Stanley is like, “Oh, umm, I forgot the meeting, I will owe you one.”
You bet your ass you do!
So, Al and I ate leftovers for date night, dealt with whiny kids, helped Merlot study her spelling words, until dude gets home at 9:45. We had a fabulous time alone until 2:15 on Friday when it was full on kid time. Jumping Bean was in a precarious mood Friday evening, I wasn’t sure if she was upset about school or tired or what until after I returned from dropping Al at the hotel and found a note on my bed.
I really like Al, but there is no way I can ever consider him my stepfather. I also can never see you getting remarried. But I want you to be happy. Since I can never say this to you out loud, I decided I could write it. I love you, Jumping Bean XOXO
Chick is almost 11 years old. I get all teary and decide, fuck it,
this is how she communicates with me, write her back.
Dear Jumping Bean,
I really love you and I really like Al. You and the other children will always be the most important thing in my life. You already have a father and Al would never want to come between you and Daddy. I however, do not have a husband. He is very sweet to me and just wants to make my life easier. I hope one day it will be okay with you if I get married again. I love you, Mommy.
I slip the note under her door and a few minutes later she comes in my room crying and falls into my arms. I told her I had no plan to get remarried but that I hoped that one day I did find someone to spend my life with because I really don’t want to be alone forever and she and the other kids will grow up fast and go to college and life their own lives. She nods and says she loves me. It was a love fest all around and cathartic for us both.
Yes, I was hoping to play on her sympathy, with the being alone line, but it is also the truth.
She was better on Saturday and we had a nice day yesterday. I took him to the hotel at 10 pm last night and picked him up at 5:30 this morning to get him to the airport in time for his early flight. He has a day planned with his youngest daughter and had to get back bright and early.

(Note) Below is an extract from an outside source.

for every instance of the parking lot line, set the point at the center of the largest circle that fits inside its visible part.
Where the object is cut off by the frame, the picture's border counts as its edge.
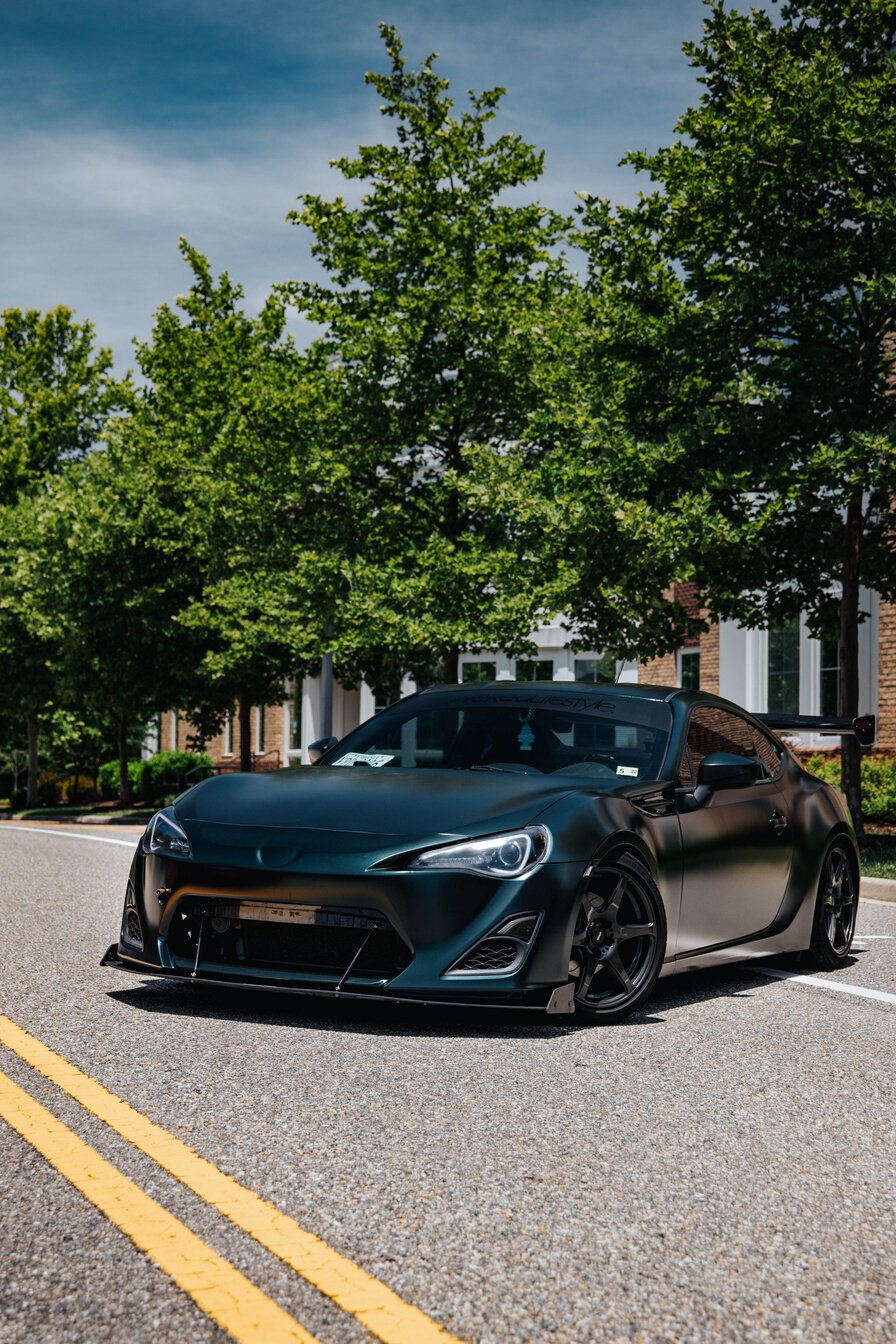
(816, 981)
(212, 1282)
(356, 1292)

It is very hard to date with kids. They have opinions and baggage from their broken homes. Al’s kids want him to love their mom again and I’m sure that my kids would rather it was Stanley who made me laugh and smile instead of this other man. I realized that it was very unrealistic of me to think that they would never have a problem with me inserting another man into their lives. To be honest, Al’s kids aren’t doing great with it either and they are older.
I see this will be a long process. I will be reading everything I can get my hands on now about helping children adjust to their parent’s dating lives.
Stanley on the other hand, is on my shit list.
How does he think that it is appropriate to take 2 little girls to a bar for 3 hours?
I think a pursebrick to the noggin is the only option left to knock some sense into his head.